Cette collecte de données ne nous gênerait pas, voire nous valoriserait ? Il y a cette idée, oui, que le social amène le social. Tout cela, au fond, serait très vertueux. La construction – par le bas, « démocratiquement » – des big data servirait des desseins qui nous dépassent. D’ailleurs, regardez l’affaire Edward Snowden. Même s’il y a eu un élan de solidarité envers lui, il n’y a pas eu de bouleversement de comportements. On assiste à une apathie généralisée doublée de ce sentiment que, quoi que l’on fasse, on ne reviendra pas en arrière et que c’est notre nouveau mode de vie.

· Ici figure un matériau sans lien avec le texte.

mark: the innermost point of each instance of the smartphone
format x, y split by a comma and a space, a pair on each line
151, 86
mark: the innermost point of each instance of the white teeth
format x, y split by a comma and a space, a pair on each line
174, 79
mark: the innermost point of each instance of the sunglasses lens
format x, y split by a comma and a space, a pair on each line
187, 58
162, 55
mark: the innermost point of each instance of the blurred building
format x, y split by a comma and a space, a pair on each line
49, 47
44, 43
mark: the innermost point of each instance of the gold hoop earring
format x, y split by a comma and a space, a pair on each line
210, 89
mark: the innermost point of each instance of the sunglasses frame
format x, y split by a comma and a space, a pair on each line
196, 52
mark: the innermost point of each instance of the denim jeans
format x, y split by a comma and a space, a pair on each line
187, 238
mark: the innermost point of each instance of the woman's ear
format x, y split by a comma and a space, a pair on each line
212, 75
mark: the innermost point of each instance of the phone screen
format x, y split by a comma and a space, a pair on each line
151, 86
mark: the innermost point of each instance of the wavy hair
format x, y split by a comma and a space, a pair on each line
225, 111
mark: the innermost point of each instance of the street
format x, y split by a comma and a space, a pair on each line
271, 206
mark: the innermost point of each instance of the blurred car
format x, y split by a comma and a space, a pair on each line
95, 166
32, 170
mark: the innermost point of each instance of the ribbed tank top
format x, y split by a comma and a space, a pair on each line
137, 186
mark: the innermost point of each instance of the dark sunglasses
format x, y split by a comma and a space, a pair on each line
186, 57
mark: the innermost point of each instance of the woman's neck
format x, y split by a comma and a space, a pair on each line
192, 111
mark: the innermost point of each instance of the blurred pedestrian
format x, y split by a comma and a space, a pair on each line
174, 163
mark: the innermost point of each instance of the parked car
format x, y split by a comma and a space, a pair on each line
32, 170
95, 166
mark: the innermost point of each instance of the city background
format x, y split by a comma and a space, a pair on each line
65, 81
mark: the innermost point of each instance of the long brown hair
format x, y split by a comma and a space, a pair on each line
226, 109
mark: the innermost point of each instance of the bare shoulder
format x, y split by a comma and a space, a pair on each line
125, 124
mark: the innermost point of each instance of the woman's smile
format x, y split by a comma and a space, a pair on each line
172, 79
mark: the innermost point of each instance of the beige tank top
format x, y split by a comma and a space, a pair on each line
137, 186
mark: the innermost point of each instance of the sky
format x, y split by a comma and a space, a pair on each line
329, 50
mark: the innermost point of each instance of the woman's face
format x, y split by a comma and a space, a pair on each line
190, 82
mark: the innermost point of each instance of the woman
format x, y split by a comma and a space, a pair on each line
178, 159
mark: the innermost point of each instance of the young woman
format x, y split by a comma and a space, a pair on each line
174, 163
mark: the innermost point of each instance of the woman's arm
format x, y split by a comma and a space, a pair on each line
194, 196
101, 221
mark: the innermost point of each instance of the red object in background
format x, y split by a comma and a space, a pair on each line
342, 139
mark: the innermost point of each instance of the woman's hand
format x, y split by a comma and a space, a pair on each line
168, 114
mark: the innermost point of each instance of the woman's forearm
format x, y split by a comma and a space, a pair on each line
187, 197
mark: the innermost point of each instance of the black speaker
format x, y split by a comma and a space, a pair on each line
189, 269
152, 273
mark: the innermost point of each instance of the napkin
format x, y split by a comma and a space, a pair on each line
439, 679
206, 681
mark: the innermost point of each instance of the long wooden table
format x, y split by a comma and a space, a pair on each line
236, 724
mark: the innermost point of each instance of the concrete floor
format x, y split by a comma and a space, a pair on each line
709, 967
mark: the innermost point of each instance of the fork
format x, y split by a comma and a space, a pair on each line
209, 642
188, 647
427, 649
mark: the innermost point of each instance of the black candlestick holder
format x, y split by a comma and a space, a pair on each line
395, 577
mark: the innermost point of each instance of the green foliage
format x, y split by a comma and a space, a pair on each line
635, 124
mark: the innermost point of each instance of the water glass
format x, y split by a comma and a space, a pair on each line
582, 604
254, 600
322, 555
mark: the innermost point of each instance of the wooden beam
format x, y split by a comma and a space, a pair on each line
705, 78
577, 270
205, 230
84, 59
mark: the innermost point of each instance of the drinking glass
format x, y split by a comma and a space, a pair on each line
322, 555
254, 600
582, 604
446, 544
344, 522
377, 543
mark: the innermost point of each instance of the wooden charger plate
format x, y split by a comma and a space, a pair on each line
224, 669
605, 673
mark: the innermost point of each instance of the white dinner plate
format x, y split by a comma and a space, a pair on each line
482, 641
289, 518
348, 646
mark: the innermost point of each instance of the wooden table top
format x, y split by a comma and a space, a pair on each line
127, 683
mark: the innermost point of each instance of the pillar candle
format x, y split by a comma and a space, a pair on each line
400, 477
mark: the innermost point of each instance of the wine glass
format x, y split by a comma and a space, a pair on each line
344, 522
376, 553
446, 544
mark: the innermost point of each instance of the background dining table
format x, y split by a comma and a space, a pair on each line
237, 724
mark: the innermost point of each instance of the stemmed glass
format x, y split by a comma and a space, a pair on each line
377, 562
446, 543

Notre libre arbitre a-t-il donc disparu ? Pas du tout ! C’est bien pire que cela. Ces dispositifs de « recommandations », comme celles d’Amazon, par exemple, ou les publicités adaptées à vos profils selon les pages que vous consultez sur Internet sont le signe que vos désirs vous précèdent. Notez que ces messages surgissent sur le mode de l’alerte et face à vous sans que vous l’ayez sollicité. On ne vous demande plus votre avis, pour la bonne raison que cet avis est connu avant même que vous ne l’exprimiez.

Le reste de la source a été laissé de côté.